In the same directory you have your, run ocrmypdf tool
(or actually ocrmypdf-fin here). Choose finnish language
support with -l option. And use same file name for both
input and output. In that case pdf is updated in place. And even better,
only non- readable PDFs are processed. If there is already recognizable
text in the pdf, it is skipped and left as is.
2. PDF to plain text
Next we want to extract all text from pdf files. For this task we use
Poppler
toolkit. Poppler is the same tool that for example
pdftools::pdf_text() uses for reading PDF files. Reason we
use command line version here is that pdftools::pdf_text()
does not allow to define all the options available on command line as
far as I understand. Most importantly, command line let’s us leave out
-layout option which tries to keep original pdf layout in
the resulted text file. This creates problems when multicolumn pdf is
converted to multicolumn text file.
We use also poppler via docker container. Here is how it’s done.

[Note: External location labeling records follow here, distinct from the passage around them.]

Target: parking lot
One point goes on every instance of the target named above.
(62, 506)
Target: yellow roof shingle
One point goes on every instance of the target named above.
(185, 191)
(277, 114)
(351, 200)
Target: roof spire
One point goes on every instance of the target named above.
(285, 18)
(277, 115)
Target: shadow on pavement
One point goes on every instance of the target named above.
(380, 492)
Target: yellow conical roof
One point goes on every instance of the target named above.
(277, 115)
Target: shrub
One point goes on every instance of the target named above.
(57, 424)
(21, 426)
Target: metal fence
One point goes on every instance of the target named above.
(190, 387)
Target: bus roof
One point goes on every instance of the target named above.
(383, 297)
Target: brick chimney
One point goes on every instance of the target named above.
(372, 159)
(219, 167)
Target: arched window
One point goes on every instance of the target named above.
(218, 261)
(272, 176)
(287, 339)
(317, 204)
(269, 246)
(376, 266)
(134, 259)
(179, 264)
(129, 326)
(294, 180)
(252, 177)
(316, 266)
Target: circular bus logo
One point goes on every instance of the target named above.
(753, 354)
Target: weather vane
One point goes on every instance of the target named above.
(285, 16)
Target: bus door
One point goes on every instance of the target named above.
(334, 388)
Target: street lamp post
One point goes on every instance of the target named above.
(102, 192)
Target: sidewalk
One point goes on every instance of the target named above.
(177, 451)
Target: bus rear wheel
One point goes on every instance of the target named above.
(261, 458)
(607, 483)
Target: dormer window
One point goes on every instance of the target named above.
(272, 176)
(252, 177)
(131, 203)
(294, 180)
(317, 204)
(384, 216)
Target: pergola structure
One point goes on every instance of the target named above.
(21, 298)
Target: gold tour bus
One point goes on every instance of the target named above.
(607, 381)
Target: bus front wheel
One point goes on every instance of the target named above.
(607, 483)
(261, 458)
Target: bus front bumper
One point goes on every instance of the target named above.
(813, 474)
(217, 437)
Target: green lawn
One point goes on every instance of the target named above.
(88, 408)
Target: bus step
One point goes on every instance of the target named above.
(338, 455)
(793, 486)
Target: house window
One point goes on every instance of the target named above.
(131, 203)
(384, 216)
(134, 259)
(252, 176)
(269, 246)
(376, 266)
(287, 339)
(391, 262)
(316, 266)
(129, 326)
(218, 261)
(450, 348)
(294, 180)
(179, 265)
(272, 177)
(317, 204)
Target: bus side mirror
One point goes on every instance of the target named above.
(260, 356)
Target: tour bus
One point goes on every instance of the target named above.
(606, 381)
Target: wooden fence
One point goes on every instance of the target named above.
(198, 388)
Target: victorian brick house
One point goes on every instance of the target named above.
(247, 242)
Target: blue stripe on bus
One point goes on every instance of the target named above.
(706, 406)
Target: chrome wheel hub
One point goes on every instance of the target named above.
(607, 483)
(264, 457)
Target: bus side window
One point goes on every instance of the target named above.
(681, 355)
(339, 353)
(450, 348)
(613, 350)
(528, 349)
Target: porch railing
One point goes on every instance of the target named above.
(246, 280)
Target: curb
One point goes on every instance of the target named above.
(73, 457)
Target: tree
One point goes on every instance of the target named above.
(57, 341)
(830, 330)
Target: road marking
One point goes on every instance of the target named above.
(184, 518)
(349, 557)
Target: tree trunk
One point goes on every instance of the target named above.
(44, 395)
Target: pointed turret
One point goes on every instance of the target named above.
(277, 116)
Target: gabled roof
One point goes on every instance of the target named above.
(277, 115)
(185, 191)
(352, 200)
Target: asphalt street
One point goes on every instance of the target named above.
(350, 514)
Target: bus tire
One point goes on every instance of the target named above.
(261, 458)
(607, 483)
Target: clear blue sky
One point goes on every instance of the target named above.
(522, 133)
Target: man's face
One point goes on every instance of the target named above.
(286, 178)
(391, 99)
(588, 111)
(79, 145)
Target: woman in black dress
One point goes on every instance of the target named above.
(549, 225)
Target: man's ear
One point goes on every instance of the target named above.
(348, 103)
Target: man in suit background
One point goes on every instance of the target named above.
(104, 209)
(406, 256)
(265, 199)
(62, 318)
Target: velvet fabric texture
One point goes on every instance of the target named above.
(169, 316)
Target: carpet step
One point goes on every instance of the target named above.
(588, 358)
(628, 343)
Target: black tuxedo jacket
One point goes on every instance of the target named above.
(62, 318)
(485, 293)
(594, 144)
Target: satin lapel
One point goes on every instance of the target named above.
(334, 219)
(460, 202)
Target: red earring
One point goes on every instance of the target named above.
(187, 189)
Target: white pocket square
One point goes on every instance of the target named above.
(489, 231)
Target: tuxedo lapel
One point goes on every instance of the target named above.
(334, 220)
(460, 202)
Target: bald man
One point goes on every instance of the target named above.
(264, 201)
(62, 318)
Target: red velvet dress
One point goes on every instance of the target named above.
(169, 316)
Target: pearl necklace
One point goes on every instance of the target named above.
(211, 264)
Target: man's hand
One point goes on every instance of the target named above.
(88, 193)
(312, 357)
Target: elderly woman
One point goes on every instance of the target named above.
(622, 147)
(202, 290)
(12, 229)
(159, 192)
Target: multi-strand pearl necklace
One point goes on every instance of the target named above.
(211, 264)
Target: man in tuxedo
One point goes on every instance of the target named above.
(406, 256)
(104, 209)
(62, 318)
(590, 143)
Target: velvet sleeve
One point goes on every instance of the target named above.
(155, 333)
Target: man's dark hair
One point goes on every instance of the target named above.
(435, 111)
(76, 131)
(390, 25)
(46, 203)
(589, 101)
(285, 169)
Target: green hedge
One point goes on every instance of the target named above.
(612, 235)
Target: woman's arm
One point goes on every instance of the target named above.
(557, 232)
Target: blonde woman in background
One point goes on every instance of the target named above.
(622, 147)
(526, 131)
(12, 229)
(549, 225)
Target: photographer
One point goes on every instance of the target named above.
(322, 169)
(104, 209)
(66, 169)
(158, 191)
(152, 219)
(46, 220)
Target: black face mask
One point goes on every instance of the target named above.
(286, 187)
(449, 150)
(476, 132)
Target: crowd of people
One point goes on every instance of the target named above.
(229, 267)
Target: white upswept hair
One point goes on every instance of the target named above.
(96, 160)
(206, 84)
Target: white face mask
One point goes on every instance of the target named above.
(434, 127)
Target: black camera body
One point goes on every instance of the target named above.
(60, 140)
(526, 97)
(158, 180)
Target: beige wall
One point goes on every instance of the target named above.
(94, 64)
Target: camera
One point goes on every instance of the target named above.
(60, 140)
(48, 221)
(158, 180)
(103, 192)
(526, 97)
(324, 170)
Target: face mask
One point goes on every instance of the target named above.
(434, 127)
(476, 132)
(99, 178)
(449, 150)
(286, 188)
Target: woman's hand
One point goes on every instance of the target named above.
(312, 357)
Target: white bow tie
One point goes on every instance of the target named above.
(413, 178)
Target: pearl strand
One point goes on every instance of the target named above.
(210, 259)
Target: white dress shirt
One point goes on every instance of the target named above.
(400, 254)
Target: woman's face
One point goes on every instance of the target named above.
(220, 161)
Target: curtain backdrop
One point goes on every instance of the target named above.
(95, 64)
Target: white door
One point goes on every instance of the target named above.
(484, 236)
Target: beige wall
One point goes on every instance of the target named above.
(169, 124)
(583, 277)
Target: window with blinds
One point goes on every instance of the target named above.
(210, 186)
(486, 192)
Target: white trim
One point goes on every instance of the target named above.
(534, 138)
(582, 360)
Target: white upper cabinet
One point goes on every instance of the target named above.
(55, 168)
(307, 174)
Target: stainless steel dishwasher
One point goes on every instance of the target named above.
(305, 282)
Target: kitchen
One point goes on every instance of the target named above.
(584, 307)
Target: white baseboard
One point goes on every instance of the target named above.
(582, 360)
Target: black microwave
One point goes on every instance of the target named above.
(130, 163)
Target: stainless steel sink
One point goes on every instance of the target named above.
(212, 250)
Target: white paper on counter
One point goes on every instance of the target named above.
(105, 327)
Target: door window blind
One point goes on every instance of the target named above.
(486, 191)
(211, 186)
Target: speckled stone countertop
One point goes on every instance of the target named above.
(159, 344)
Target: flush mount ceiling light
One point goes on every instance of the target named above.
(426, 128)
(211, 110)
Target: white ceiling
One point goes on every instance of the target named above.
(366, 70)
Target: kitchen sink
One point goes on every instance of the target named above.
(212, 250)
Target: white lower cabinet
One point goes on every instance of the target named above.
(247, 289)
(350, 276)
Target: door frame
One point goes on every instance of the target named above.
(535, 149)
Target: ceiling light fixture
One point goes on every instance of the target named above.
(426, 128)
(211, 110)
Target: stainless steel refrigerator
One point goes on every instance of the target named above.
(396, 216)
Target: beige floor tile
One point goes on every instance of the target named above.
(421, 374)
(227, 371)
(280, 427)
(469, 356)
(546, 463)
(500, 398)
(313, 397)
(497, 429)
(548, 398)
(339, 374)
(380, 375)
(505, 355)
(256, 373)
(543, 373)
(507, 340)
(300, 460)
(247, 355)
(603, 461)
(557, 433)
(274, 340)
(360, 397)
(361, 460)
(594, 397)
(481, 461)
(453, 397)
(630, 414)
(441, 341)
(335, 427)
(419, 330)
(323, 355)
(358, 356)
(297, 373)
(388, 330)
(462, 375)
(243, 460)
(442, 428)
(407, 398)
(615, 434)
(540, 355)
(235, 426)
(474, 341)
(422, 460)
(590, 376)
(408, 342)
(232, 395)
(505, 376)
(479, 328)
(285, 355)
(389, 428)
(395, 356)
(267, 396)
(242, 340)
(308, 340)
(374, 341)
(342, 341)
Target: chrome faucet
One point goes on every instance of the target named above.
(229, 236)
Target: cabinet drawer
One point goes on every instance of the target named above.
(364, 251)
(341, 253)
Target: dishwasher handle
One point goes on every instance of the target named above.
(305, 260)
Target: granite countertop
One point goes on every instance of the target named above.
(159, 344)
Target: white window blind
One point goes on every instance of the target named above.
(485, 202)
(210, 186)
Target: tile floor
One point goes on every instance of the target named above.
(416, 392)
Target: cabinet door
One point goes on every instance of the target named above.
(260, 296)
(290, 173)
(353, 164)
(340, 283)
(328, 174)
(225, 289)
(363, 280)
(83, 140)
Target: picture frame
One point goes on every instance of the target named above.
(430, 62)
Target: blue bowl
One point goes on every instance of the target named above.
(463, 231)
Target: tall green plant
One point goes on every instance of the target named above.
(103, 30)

docker pull minidocks/poppler
cd c:Path\To\My\PDF-dir
Get-ChildItem . -Filter *.pdf | foreach {
docker run --rm -v ".:/app" -w /app minidocks/poppler pdftotext $_.Name
}
What happens here is that we cd to our pdf folder, run
the utility pdftotext and give input file. When output file
is not given, it is automatically created with the same name as input
pdf file but as a text file.
3. Lemmatization
For last, text is tokenized and classified with Turku-neural-parse-pipeline toolkit.
docker pull turkunlp/turku-neural-parser:latest-fi-en-sv-cpu
$OutputEncoding = [Console]::OutputEncoding = [Text.UTF8Encoding]::UTF8
cd C:\Path\To\Your\txt\files
Get-ChildItem . -Filter *.txt | ForEach-Object -Parallel {
Get-Content -Encoding utf8 $_.FullName | docker run --rm -i turkunlp/turku-neural-parser:latest-fi-en-sv-cpu stream fi_tdt parse_plaintext > .\$($_.BaseName)_lemm.txt
} -ThrottleLimit 3
What happens here? We use ready made turkunlp docker image. We choose
cpu version of the image. (TODO: try to get GPU version working) Make
sure output is UTF-8 encoded. cd to directory with the text
files. Loop over all the text files and run tool
parse_plaintext with finnish language model
fi_tdt. Save output with same name but
_lemma.txt added to end.
NOTE!
-Paralleloption with-ThrottleLimitworks only in Powershell 7. Drop if using some other Powershell version.
NOTE!!
Number of cores best to keep relatively few, maybe two or three depending on how much RAM available.
Output files are text files containing all the words in CoNLL-U format.
These files have been read with NLP::CoNLLUTextDocument()
into a data frame.